While the use of active sonar may have revealed the position of one submarine to the other, it is unlikely either boat was operating its active sonar at the time of the collision. Ballistic missile submarines are designed to conceal themselves while on patrol, and the use of active sonar would immediately reveal the boat's position. Because both submarines are equipped with modern anechoic tile coverings over their hulls and were travelling at low speed, it would have been unlikely for either submarine to have detected the presence of the other while using only their passive sonar systems. Further, as reported by Time magazine, submarines take advantage of environmental characteristics, such as ocean currents of varying temperatures (thermoclines) or varying salinity (haloclines), to avoid detection.

The BBC speculated that though a collision might appear highly improbable considering the vastness of the areas in which SSBNs operate, the actual areas they use are in reality limited, and overlap. They have claimed that the use of these areas by submarines of the British, French and Russian navies has increased the risk of accidental collision.

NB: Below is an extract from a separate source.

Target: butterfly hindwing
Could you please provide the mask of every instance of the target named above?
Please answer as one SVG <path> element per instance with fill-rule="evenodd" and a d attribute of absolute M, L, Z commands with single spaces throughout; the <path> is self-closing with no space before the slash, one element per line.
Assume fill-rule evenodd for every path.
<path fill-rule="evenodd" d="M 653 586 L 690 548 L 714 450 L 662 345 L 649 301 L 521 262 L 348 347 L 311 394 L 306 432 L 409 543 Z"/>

Several media outlets have referred to comments by retired Royal Navy Commodore Stephen Saunders, editor of Janes Fighting Ships, where he described the incident as "very serious" and said it was time for France and Britain to coordinate their submarine operations more actively, suggesting that the use of operating areas is not communicated between France, the UK and the United States or that communication procedures were not effective. "I would have thought it possible to at least arrange to be in different parts of the ocean without compromising operational security," said Saunders. "No doubt there are a number of technical issues to be investigated, but the root of the problem appears to be procedural." This position appears to be corroborated by Admiral Sandy Woodward, a former commander of the Royal Navy's submarine force. In a commentary article for The Independent newspaper, he said that whilst it is not known whether the UK and France exchange information now, it was not the case when he served as Flag Officer Submarines in 1984. He recalls that his French counterpart proposed that London and Paris share information on SSBN patrols, precisely to avoid an incident at sea, but no agreement was reached at the time on achieving that.

==Aftermath==
With the delayed acknowledgement of the accident, both the British and French ministries of defence were accused of attempting a cover-up of the collision. The delay in reporting the accident was also criticised in the international press. British MP Nick Harvey demanded an official inquiry into the issue. A government spokesman said that there "was no compromise to nuclear safety".

Hervé Morin, France's Minister of Defence, said that they "face an extremely simple technological problem, which is that these submarines are not detectable".